" La nature n'est intéressante que débile et navrée.
je ne nie point ses prestiges et ses gloires alors qu'elle fait craquer
par l'ampleur de son rire son corsage de rocs sombres et brandit au soleil
sa gorge aux pointes vertes, mais j' avoue ne pas éprouver devant
ses ripailles de sève, ce charme apitoyé que font naître
en moi un coin désolé de grande ville, une butte écorchée,
une rigole d'eau qui pleure entre deux arbres grêles.
Au fond, la beauté d'un paysage est faite de mélancolie. Aussi
la Bièvre, avec son attitude désespérée et son
air réfléchi de ceux qui souffrent, me charme-t-elle plus
que toute autre et je déplore comme un suprême attentat le
culbutement de ses ravines et de ses arbres ! Il ne nous restait plus que
cette campagne endolorie, que cette rivière en guenilles, que ces
plaines en loques et on va les dépecer ! L'on va pendre aux crocs
chaque quartier de terre, vendre à l'encan chaque écuellée
d'eau, combler les marécages, niveler les routes, arracher les pissenlits
et les ronces, toute la flore des gravats et des terres incultes; la rue
du Pot-au-Lait et le chemin de la Fontaine à Mulard qui enlacent
toute une lande engorgée de mâchefer et de plâtras, bossuée
par des bourrelets et des culs de pots de fleurs, semée, çà
et là, de fruits pourris et mangés de mouches, de cendres
et de flaques, empuantie par les entrailles mouillées des paillasses
et les amoncellements d'ordures qui se tassent longuement dans la bouillie
des fanges, vont disparaître et cette vue mélancolisante d'un
puits artésien et de la Butte aux Cailles, ces lointains où
le Panthéon et le Val-de-Grâce arrondissent, séparés
par des tuyaux d'usines, leurs deux boules violettes sur la braise écroulée
des nuages, vont faire place aux joies bêtes, aux banals galas des
maisons neuves!
Ah! les gens qui ont décidé le pillage et le sac de ces rives,
n'ônt donc jamais été émus par l'inertie désolée
des pauvres, par le gémissant sourire des malades? ils n'admirent
donc la nature que hautaine et parée? ils ne sont donc jamais, par
les jours de spleen, montés sur les coteaux qui dominent la Bièvre?

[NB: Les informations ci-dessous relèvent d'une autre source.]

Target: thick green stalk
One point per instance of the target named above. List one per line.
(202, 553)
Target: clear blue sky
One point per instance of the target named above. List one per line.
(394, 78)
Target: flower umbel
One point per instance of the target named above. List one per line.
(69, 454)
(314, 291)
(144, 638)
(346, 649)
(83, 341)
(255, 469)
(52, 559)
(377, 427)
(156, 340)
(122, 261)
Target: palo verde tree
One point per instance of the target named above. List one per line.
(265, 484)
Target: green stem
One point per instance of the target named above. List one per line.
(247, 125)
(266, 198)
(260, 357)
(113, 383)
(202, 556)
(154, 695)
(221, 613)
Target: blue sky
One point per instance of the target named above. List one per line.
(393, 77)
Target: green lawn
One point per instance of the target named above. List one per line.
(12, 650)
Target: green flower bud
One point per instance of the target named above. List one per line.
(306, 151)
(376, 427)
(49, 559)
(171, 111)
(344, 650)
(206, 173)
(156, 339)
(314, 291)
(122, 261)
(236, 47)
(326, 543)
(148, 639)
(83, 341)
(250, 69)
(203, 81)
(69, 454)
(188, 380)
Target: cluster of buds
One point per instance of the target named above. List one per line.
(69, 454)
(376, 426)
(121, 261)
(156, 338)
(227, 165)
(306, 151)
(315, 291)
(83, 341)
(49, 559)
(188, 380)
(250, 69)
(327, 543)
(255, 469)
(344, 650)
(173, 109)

ils ne l'ont donc jamais enfin regardée cette étrange rivière,
cet exutoire de toutes les crasses, cette sentine couleur d'ardoise et de
plomb fondu, bouillonnée çà et là de remous
verdâtres, étoilée de crachats troubles, qui gargouille
sur une vanne et se perd, sanglotante, dans les trous d'un mur ? Par endroits,
l'eau semble percluse et rongée de lèpre; elle stagne, puis
elle remue sa suie coulante et reprend sa marche ralentie par les bourbes.

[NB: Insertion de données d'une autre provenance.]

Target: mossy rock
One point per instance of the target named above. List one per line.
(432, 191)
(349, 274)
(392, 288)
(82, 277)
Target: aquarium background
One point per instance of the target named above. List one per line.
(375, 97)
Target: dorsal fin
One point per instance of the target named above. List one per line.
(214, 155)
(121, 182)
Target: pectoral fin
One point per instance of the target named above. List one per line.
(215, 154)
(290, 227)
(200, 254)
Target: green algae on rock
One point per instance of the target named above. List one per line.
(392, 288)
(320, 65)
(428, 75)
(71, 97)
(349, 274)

Ici, des huttes pelées, des hangars borgnes, des murs salpêtrés,
des briques tartreuses, tout un assemblage de teintes mornes sur lesquelles,
pendant à la croisée d'une chambre, un édredon de percale
rouge jette comme un réveil sa note éclatante; là,
des cages sans volets pour les mégissiers, des brouettes, les quatre
fers en l'air, un trident, un râteau , des vagues figées de
laine morte, une colline de tan sur laquelle picore une poule à crête
écarlate et à queue noire. En l'air, des toisons secouées
par le vent, des peaux râclées qui s'étirent et se détachent
avec leur blancheur crue sur la pourriture verdie des claies; par terre,
des baquets hydropiques, des futailles énormes où marine dans
des teintes de feuille morte et de bleu sale la croûte liquéfiée
des cuirs; plus loin enfin des peupliers piqués dans une boue de
glaise et un tas de masures qui s'escaladent et se haussent les unes par-dessus
les autres, étables sordides où toute une population de gosses
fermente aux fenêtres pavoisées de linge sale.
Eh oui, la Bièvre n'est qu'un fumier qui bouge ! mais elle arrose
les derniers peupliers de la ville; oui, elle exhale les fétides
relents du croupi et les rudes senteurs des charniers, mais jetez au pied
de l'un de ses arbres un orgue qui crachera en de longs hoquets les mélodies
dont son ventre est plein, faites s'élever dans cette vallée
de misères la voix d'une pauvresse qui lamentablement chantera devant
l'eau une de ces complaintes ramassées au hasard des concerts, une
romance célébrant les petits oiseaux et implorant l'amour,
et dites si ce gémissement ne vous prend point, aux entrailles, si
cette voix qui sanglote ne semble pas la clameur désolée d'un
faubourg pauvre !
Un peu de soleil - et, merveilles des joies navrées - des grenouilles
coassent sous des roseaux, un chien s'étire, les pattes écartées,
la queue en l'air, une femme passe un petit panier au bras, un homme en
casquette chemine, le brûle-gueule aux dents et, sous la garde de
mioches qui se roulent dans la boue, un fantôme de rosse blanche pâture
dans les terrains vagues.
Les travaux sont commencés. Le remblai de la rue de Tolbiac barre
l'horizon déjà; le lait de chaux va masquer de son uniforme
blancheur les ulcères diaprés du quartier souffrant; les grands
ciels gris sur lesquels se découpent encore les séchoirs à
jour des peaussiers et des chamoiseurs seront prochainement bouchés.
Bientôt sera à jamais terminée l'éternelle et
charmante promenade des intimistes, au travers de la plaine que sillonne,
en travaillant, l'active et misérable Bièvre."